I ate a cup of instant noodles for dinner and headed out for a nighttime walk through the city. My sense of Montreal's scale was a little off, though, so I ended up walking well over an hour before reaching the subway stop from which I knew how to get home. Developed some serious blisters on my feet, and soon obliterated them.

The next day I walked to Darren Wershler's new place, which was ten or fifteen blocks from the hostel. I had a good time talking with him about typewriters, steampunk, and Apostrophe, his book of search engine distillations written/collected with Bill Kennedy. I also got to meet Max, his new baby.

Darren Wershler

After meeting Darren, I decided to take out a bike from the Bixi rental service and go for a little ride. I made my way down to Chinatown for lunch, where it actually seemed like Vietnamese places outnumbered Chinese. So I decided pho would be best. As usual, I picked the spot with the highest ratio of Asian patrons — and boy was that soup delicious. I got tripe and tendon and everything, and sat there for a long while reading The Globe and Mail. This was the only time in Montreal that I felt comfortable speaking French beyond "bonjour," mainly because it wasn't the native language of the people running the restaurant. I found the same to be the case in Marseille last year, where I had a friendly and mostly intelligible chat with a cookbook seller in the Arab market.

Bixi Bikes in Montreal

After lunch I talked to Matt Abess on the phone, mostly for the sake of prepping for my interview with Paul Dutton a few days later. Matt knows a whole lot about concrete and sound poetry, so it was a useful refresher. I also read bits of Erin Mouré's books for an hour or so to get ready for the next day's recording.

Then — still thinking about the visual text — I set off on a graffiti walk. Montreal is one of the best graffiti cities in the world, at least to my eye. Nowhere near the mastery of Naples or the sheer volume of Berlin, but the work is consistently inventive and the technical standards are generally high. I found something surprising on every block.

Montreal

I'm considering writing an in-depth post just on Montreal's graffiti, but I'm not sure anyone else is interested. Anyway. On the inventive side of things, I came across a little runic squiggle dozens of times, all over the city. It took me a few hours of close attention across various iterations (some clearer than others) to figure out that this spells "Caper":

Montreal

After, I biked back to the hostel and hung around with (ie near) the Australian guy and ate more instant noodles. Earlier in the day I'd passed a dim, dank place called "Club Chaos," which I took to be a punk bar, and made a mental note of its location. So I brought my Erin Mouré printouts and stopped by around 9 or so. It turned out, however, to be more of a metal bar — lots of leather and spikes and odd hair, etc., but the music they were playing was just awful. I left after half an hour and headed home.

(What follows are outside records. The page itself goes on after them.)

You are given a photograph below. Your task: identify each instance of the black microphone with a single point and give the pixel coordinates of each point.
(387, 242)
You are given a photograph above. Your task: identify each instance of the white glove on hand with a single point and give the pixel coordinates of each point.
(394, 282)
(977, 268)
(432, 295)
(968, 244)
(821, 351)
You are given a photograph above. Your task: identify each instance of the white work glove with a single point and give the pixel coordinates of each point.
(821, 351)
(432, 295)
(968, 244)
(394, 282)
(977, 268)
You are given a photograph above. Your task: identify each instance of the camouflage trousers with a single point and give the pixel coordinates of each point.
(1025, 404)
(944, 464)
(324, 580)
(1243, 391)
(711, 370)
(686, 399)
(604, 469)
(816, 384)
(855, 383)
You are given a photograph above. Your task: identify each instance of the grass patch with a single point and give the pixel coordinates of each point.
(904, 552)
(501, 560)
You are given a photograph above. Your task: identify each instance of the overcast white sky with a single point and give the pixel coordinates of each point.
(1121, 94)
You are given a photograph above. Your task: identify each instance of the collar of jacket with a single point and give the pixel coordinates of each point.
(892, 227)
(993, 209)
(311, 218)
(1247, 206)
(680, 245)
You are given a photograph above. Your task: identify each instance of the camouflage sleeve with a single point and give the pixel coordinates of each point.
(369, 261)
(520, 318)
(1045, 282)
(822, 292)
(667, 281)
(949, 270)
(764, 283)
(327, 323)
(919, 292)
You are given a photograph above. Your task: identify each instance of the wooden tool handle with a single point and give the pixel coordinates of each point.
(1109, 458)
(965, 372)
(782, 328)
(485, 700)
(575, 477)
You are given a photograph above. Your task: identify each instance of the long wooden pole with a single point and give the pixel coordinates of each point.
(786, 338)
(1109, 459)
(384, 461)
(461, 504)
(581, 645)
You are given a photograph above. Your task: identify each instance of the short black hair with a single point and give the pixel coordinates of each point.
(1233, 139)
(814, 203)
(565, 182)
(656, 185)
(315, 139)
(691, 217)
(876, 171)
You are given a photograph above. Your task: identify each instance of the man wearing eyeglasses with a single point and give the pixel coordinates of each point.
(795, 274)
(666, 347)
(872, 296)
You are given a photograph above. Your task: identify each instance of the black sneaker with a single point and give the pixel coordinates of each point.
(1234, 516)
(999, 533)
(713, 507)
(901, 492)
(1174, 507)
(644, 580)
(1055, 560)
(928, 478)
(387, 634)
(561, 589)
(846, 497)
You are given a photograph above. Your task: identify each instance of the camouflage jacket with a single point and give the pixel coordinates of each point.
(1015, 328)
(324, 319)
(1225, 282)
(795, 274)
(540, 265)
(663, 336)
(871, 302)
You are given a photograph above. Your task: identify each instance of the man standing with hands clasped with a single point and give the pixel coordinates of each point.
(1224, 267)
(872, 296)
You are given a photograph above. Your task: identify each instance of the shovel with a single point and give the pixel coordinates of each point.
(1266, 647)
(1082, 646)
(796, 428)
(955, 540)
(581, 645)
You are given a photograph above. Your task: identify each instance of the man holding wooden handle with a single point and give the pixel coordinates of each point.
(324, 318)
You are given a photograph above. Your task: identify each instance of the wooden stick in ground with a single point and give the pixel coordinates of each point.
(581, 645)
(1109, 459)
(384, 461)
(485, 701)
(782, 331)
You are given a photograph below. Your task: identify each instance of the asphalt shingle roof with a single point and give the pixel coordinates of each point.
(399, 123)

The next morning I interviewed Erin Mouré, which was great fun. She's a huge figure in Canadian poetry, known for her translations as well as her writing. So we talked a good deal about her work between and about languages, and about how Montreal is a place where many languages (not just French and English) manage to co-exist. After our interview she invited over Chus Pato, whose poetry Erin has translated from Galatian. I did a side-by-side recording of Chus reading her poems in Galatian and Erin reading the translations, a format they were clearly used to. Chus didn't speak English, so we said hello and thank you and kissed on the cheeks and smiled a lot and generally acted polite and friendly in the way people do across language barriers.

Erin Mouré and Chus Pato

Then I went on another graffiti walk, this time into the somewhat sleazier neighborhood below the east end of Saint-Denis. Got some really gorgeous stuff, including the work of Fiefo, whose faux naive style I find really appealing. These things look like stylized versions of the very first instances of the piece form, by Blade (et al) in the mid-1970s in New York — right? I found four or five others by him within a few blocks.

Montreal

And that brings me back to sitting at the pizza shop, killing time before catching the overnight bus. I'll stop here for now, and pick up with Toronto in my next update.